Time series is data that changes over time
When plotting such data, the value is placed in the Y axis with the time value on the X axis
Time can be period, day, date, week, month, year ..etc
Time values will be ordered

Plotting Time Series¶

Typically, line plots or scatter plots can be used
Possible to use other plots if they make sense and can show the message you are trying to convey
- Experiment to see what you can do
You can use seaborn tsplot, but it will be removed in the future
Use matplotlib plot_date

In [129]:

# But first, remember to convert the date field to datetime object
weather_df.date = pd.to_datetime(weather_df.date)

In [130]:

# to rotate the date by 50 degrees
plt.xticks(rotation=50)

plt.plot_date(x=weather_df.date, y=weather_df.temp_max, fmt='g-')

Out[130]:

[<matplotlib.lines.Line2D at 0x11a3244a8>]

What is the fmt part?¶

Allows you to control how the values are drawn on the plot
You can set shapes, lines, and colors
fmt='g-' means green solid line
Remove it and run the plot again, see what happens

Example of fmt Strings¶

Character	Description
'-'	solid line style
'--'	dashed line style
'-.'	dash-dot line style
':'	dotted line style
'.'	point marker
','	pixel marker
'o'	circle marker

Complete list can be found here
You can even set the color

Your Turn¶

Examin the documentation for seaborn on aesthetics and matplotlib tutorials to modify the plots that we have made so far.

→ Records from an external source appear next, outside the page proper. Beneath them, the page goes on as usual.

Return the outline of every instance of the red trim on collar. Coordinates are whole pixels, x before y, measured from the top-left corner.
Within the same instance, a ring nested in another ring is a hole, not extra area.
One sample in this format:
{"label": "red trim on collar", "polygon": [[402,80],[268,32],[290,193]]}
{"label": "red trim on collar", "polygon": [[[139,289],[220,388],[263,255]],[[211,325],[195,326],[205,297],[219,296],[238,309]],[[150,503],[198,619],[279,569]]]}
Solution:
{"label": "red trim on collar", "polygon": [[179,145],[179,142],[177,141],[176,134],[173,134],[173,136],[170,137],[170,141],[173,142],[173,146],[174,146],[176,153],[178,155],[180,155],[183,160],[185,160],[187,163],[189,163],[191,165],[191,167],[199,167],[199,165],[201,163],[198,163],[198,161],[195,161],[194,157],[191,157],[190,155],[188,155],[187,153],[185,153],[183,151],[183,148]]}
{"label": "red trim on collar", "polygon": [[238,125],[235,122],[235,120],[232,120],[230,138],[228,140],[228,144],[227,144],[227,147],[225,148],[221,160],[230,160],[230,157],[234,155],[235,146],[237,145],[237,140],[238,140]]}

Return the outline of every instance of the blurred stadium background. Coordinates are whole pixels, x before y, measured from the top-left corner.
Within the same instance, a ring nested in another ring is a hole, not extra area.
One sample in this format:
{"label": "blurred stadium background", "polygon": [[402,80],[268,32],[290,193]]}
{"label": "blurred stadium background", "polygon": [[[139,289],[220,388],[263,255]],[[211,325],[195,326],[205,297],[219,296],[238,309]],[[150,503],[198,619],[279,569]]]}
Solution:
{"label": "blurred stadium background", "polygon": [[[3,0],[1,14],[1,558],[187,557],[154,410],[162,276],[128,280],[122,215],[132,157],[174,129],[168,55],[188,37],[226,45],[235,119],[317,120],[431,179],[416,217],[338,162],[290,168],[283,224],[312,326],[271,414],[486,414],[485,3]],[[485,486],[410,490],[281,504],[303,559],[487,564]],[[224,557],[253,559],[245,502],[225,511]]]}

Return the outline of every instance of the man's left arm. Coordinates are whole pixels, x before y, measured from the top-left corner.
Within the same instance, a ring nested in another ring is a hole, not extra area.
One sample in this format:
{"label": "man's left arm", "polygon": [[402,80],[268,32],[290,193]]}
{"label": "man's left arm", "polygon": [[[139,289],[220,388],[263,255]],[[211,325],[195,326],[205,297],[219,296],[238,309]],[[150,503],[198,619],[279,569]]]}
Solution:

Specifically, you need to select 4 different plot from above and perform the following:

Change the labels
Change the ticks
Change the title of the plot
Change the date format of a time series plot to be Day-Month
- Hint: see this discussion on how to do it
Change the ticks
Change the color pallet and style
Bonus: Try to add arrows and text to point at data points in the graph

In [1]:

# Your work here
# don't forget to move the plots you will work on here